The first half of 2026 was busy and fruitful for the attorneys in Ansell.Law’s Commercial Real Estate practice, especially for transactions involving Delaware Statutory Trusts (DSTs). In two logistically and legally complex multi-party, multi-property, and multi-state transactions, Ansell.Law’s Melanie Scroble spearheaded the acquisition and financing of both an eight-property portfolio and a five-property portfolio, including a national pharmacy chain and a national bank chain, located in several states along the East Coast, on behalf of two related DSTs.
These deals highlighted the firm’s CRE capabilities and reach, while also serving as a testament to the group’s agility, attention to detail, and ability to efficiently coordinate, manage, and close high-value transactions that also entail a high degree of difficulty.
“The closings for each portfolio involved different sellers, different attorneys, different title companies with their own documents and protocols, and different purchase agreements,” Scroble says. “The most significant challenge involved the fact that each portfolio had to close on the same day to satisfy its financing requirements. If one closing was delayed, it could have created a chain reaction that would have delayed or potentially derailed all of the other transactions. We got it done, and I am proud of everyone here who worked so hard to make that happen.”
More About Delaware Statutory Trusts
For those wishing to invest in institutional-grade properties but lacking the capital or management capabilities to do so, and for those looking for a tax-advantaged IRS Section 1031 exchange tailored specifically to their needs, Delaware Statutory Trusts (DSTs) can serve as an ideal vehicle for accomplishing either or both of those objectives.

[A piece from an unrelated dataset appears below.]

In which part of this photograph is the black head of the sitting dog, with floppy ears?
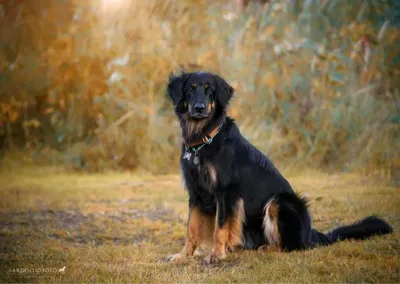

A DST is a passive investment vehicle that allows multiple accredited investors to hold fractional, undivided ownership in institutional-grade properties, such as medical offices, large multifamily developments, or industrial spaces, that are typically out of reach for a single buyer.
There are several advantages to investing in a DST rather than a traditional acquisition of commercial property:
- 1031 Exchanges tailored to the required value. Backed by a 2004 IRS revenue ruling, DSTs are widely used as replacement properties in IRS Section 1031 exchanges to defer capital gains taxes. In these transactions, one of the biggest challenges is finding a suitable replacement property with a value that matches, but ideally does not exceed, the property being replaced. By investing in a fractional DST ownership share, a buyer can tailor their investment to match the amount needed for the exchange.
- No operational or management responsibilities. DST shares are passive investments that require no involvement in a property’s daily operations, tenant relations, and maintenance. Professional third-party sponsors typically handle these tasks, while investors simply collect dividends.
- Easier access point and diversification. Investment minimums in DSTs generally start around $100,000, allowing for access to otherwise out-of-reach commercial properties and making it easier to allocate funds across multiple trusts to diversify by asset class and geographic location.